Lawrence’s List 090216
ADVISORY: The techniques and tools referenced within this blog post may be outdated and do not apply to current situations. However, there is still potential for this blog entry to be used as an opportunity to learn and to possibly update or integrate into modern tools and techniques.
Election fraud is something I’ve mentioned here recently. The reality we must face here is that any time a digital system is used for voting there is the possibility of fraud via some form of hacking. The risks posed by digital polling are indeed something that must be addressed and mitigated where possible. The obvious consequence of a successful hack of the election systems is that a candidate wins by unfair or untrustworthy means. Consequences run deeper though, a rigged election (whether or not the winning candidate had anything to do with the rigging) would undermine trust in the democratic process at a time when the government can least afford to look any more shady than it has these past few years. Andrew Appel has posted a series of mitigations that could be considered on the Freedom to Tinker blog. Part one discusses how officials might audit the elections to at least detect if hacking were happening. Part two discusses the US government’s take on cybersecurity and addresses how the “no one but us” concept can only hurt us.
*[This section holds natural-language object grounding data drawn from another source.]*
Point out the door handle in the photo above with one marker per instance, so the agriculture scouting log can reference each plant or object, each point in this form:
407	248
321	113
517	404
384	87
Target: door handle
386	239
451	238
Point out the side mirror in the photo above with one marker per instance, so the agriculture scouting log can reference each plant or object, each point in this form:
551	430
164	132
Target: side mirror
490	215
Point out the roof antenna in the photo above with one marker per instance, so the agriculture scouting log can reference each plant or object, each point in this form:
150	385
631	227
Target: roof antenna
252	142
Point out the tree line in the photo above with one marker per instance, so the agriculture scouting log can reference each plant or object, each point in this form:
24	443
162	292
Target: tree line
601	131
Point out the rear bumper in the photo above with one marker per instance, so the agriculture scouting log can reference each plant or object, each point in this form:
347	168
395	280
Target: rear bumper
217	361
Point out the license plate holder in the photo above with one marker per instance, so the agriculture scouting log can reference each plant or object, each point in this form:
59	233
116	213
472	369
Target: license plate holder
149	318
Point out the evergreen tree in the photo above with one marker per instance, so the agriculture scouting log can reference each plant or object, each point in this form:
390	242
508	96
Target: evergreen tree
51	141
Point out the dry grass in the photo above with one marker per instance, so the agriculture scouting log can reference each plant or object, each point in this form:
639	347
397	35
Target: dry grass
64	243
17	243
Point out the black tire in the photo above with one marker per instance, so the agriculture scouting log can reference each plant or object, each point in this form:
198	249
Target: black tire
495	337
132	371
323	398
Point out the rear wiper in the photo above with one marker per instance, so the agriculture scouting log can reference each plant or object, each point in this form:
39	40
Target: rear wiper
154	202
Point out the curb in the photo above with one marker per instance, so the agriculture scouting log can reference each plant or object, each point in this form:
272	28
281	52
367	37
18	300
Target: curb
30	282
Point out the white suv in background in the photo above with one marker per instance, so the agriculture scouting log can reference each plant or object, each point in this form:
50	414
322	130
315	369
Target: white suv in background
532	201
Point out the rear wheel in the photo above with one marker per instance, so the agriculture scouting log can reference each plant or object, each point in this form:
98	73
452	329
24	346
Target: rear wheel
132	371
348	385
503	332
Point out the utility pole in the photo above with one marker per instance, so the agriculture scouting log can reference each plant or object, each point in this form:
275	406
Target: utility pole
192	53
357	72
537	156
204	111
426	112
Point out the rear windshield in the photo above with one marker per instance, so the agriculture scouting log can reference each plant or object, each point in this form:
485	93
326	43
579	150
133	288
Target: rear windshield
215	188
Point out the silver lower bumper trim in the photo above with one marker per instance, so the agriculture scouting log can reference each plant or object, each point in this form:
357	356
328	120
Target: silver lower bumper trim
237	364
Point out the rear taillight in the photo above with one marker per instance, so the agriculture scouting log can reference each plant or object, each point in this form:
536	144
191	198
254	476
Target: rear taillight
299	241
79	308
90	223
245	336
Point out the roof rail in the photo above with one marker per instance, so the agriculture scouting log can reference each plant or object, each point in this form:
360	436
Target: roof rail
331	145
It turns out that the rumors of a Dropbox hack are true. Just north of 68 million records have been obtained from Dropbox, it appears in 2012. These records contained usernames and hashes, the hashes come in two varieties with some of the users having bcrypt hashes in the leak and others having SHA1. Thankfully the SHA1 hashes do not include their salts, as that would have made cracking the hashes much less difficult. The bcrypt hashes do have their salts included in the leak. Linked is an independent verification of the leak.
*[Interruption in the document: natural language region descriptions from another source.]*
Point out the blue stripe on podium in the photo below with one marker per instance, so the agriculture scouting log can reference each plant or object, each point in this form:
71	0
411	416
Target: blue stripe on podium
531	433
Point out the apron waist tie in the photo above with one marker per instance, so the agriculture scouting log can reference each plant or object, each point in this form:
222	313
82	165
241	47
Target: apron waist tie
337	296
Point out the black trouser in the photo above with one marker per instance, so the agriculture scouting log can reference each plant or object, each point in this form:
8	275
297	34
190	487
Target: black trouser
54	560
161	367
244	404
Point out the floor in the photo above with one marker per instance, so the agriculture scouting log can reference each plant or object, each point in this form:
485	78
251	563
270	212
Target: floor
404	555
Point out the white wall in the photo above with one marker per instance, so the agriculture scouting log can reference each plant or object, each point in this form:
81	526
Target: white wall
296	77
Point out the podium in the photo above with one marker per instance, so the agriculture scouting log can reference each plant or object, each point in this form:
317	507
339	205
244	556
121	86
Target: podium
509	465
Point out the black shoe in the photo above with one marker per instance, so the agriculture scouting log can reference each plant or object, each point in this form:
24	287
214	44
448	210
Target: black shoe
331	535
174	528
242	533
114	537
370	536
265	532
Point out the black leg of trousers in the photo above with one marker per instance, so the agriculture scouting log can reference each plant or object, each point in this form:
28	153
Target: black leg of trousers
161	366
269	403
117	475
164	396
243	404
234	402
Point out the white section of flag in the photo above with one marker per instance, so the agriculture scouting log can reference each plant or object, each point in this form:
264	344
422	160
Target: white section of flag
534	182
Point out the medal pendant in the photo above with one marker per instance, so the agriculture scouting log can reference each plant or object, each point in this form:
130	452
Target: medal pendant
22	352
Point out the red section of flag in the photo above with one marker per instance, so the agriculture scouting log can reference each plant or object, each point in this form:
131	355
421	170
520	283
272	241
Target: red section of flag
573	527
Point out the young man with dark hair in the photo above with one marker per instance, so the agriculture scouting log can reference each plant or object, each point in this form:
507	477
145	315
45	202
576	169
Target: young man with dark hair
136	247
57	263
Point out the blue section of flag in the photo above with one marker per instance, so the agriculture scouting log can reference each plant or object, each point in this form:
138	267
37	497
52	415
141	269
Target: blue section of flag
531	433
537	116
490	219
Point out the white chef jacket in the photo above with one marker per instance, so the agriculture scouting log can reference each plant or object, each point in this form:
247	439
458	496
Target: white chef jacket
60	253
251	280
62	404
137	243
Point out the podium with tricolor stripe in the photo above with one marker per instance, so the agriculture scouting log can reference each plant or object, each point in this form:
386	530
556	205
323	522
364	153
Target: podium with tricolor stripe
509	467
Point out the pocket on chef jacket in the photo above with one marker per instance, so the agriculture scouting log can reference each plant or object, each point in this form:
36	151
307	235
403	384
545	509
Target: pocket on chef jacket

https://www.troyhunt.com/the-dropbox-hack-is-real/
A while back I put a couple of articles on here that discussed darkweb scanning with OnionScan. It was a series, we’ve seen parts one and two and have been promised a rundown of how the graphs were made in those postings. Part three is up!
It looks like we may soon see network packet filtering support for cgroups. For those not in the know Control groups (cgroups) are a kernel feature that allow processes to be grouped and resources to be controlled for that group (think Docker). Some members of the Linux kernel development team are currently discussing possible solutions that would allow use of the Berkley packet filter, or netfilter, to control network traffic for a particular group. This would mean that filters could be applied to ingress or egress traffic of a particular, limiting what kinds of traffic that group could generate or receive. This has some nice security implications and could make a nice addition to Docker’s current capabilities.